Our Commitment to Space to Grow Schools
April 27, 2015 | Written By: Healthy Schools Campaign

We have a two-year support plan for all Space to Grow schools.
Last fall, we unveiled four new schoolyards as part of our Space to Grow program. These schoolyard transformations turned broken asphalt and outdated playground equipment into school and community hubs with rain gardens, athletic fields and playgrounds that have features for all age groups. But our engagement with the schools doesn’t stop once the schoolyards are opened.
Space to Grow is an innovative public-private partnership co-managed by Healthy Schools Campaign and Openlands that transforms Chicago schoolyards into school and community centers that support active and healthy lifestyles, outdoor learning, physical education and engagement with the environment.

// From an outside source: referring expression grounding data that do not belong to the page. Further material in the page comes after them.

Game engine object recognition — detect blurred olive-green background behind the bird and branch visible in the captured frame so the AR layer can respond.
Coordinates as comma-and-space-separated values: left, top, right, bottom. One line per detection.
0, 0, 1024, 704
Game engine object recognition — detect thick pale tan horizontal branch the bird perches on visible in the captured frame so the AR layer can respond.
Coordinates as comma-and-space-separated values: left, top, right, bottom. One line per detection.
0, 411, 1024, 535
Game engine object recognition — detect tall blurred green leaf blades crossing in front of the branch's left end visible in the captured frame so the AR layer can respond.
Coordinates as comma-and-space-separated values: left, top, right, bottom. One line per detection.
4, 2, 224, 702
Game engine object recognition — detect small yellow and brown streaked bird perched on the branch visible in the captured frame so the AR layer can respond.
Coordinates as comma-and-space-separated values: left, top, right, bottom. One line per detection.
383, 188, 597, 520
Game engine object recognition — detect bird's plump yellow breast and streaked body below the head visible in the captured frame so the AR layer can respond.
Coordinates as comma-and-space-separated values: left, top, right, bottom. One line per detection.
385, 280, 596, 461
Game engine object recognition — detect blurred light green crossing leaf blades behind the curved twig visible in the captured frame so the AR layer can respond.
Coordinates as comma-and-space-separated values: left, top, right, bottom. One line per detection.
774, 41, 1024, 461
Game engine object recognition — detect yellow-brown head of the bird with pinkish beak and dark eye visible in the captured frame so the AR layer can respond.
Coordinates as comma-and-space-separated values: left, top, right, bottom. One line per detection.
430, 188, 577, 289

Through this unique program and partnership, HSC and Openlands work with the schools and communities to ensure that the schoolyards are maintained, and that the students, staff and community members have the knowledge and skills to take full advantage of these new assets. The schoolyards have all sorts of features that weren’t there before, and we want to make sure the entire school community knows what these features are there and enjoys using them.

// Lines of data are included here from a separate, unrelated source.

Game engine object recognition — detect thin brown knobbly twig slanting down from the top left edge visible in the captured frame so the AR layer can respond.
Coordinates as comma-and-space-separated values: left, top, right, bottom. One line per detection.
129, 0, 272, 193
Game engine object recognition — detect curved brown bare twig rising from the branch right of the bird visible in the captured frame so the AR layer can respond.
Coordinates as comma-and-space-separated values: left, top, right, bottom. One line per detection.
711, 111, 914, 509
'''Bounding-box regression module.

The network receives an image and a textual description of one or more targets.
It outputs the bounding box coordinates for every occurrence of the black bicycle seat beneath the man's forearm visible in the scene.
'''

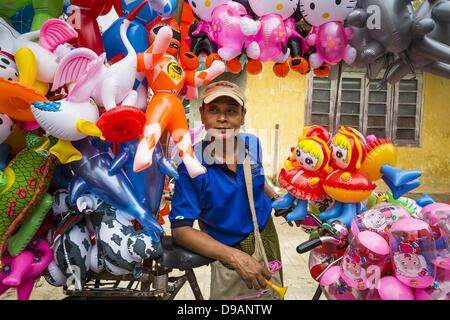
[158,236,214,270]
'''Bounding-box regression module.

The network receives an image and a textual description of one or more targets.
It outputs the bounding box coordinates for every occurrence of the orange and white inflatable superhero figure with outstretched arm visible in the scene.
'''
[133,18,225,178]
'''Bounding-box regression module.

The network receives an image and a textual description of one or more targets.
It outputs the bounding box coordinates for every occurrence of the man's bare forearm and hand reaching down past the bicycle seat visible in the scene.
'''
[172,226,270,290]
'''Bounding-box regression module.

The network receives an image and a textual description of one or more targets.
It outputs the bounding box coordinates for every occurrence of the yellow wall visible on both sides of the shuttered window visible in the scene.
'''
[245,64,450,193]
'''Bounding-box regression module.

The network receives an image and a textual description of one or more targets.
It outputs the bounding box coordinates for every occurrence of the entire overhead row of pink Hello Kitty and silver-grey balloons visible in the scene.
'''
[183,0,450,83]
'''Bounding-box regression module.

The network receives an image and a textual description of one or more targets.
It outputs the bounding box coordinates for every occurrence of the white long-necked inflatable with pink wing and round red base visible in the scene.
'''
[52,2,146,142]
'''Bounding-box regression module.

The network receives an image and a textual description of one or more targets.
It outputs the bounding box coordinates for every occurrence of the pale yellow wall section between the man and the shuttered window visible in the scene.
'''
[245,64,307,180]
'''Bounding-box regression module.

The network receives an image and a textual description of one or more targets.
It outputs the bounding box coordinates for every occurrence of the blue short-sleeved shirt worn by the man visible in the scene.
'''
[169,134,272,246]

At each of the four Space to Grow schools that opened last fall, we have completed garden planning workshops and are doing a round of community workshops aimed at neighborhood flood prevention. At the garden planning workshops, the school garden team at each school came together with The Kitchen Community — a Space to Grow partner — to talk about goals for their vegetable gardens and to pick what the team will grow over the next couple of seasons. The community workshops are bringing together neighbors to learn about how the Space to Grow schoolyards are helping prevent local flooding and simple things they can do at home — like plant native gardens or install rain barrels — to help keep water out of their basements.
Our school support plans extend beyond community workshops. We provide resources for teachers and other school staff to help schools integrate the new schoolyards into the school experience in fun and creative ways, such as by hosting healthy fundraisers — think: walkathons instead of candy bar sales.

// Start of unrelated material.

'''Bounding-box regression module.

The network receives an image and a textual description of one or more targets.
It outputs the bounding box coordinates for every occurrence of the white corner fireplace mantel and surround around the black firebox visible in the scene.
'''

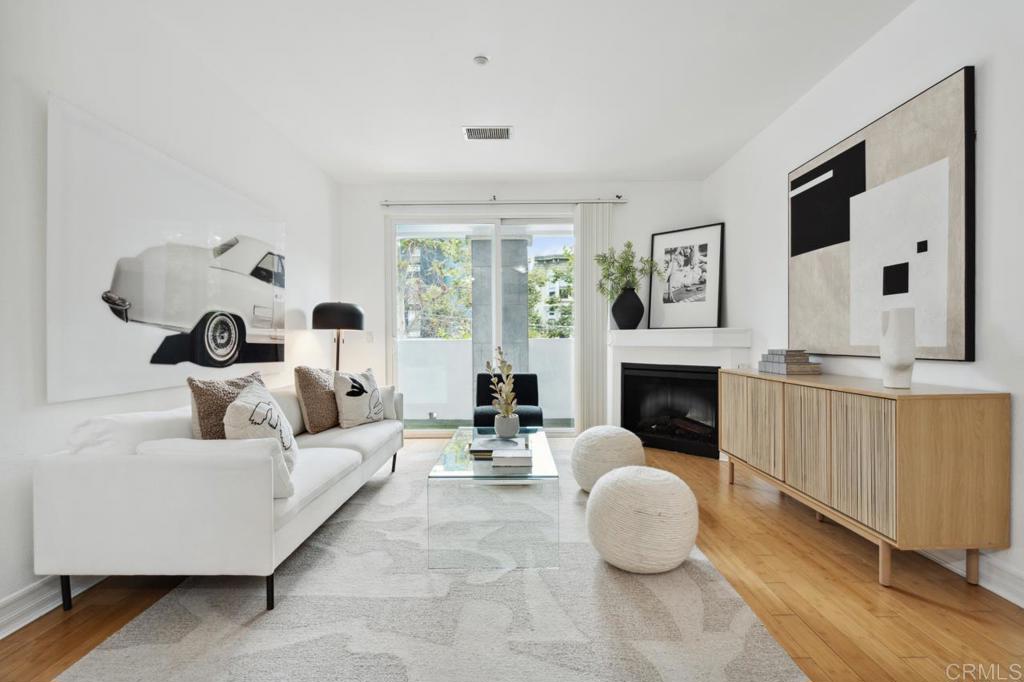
[607,327,751,436]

Engaging the community in upkeep efforts is also essential to the Space to Grow model. That starts while the schoolyards are in the early design stages. Each school was engaged in a months-long planning process during which teachers, school staff, parents, students and community members provided a vision for their schoolyard. The schoolyards were then designed and constructed to meet the unique needs and visions of each community.
That engagement means community members feel ownership of the space, like at Grissom Elementary, where assistant principal Andi Eichhorn sees neighborhood kids who attend other schools regularly using the new schoolyard. Engaging and supporting the community ensures these schoolyards are places that help the entire community grow.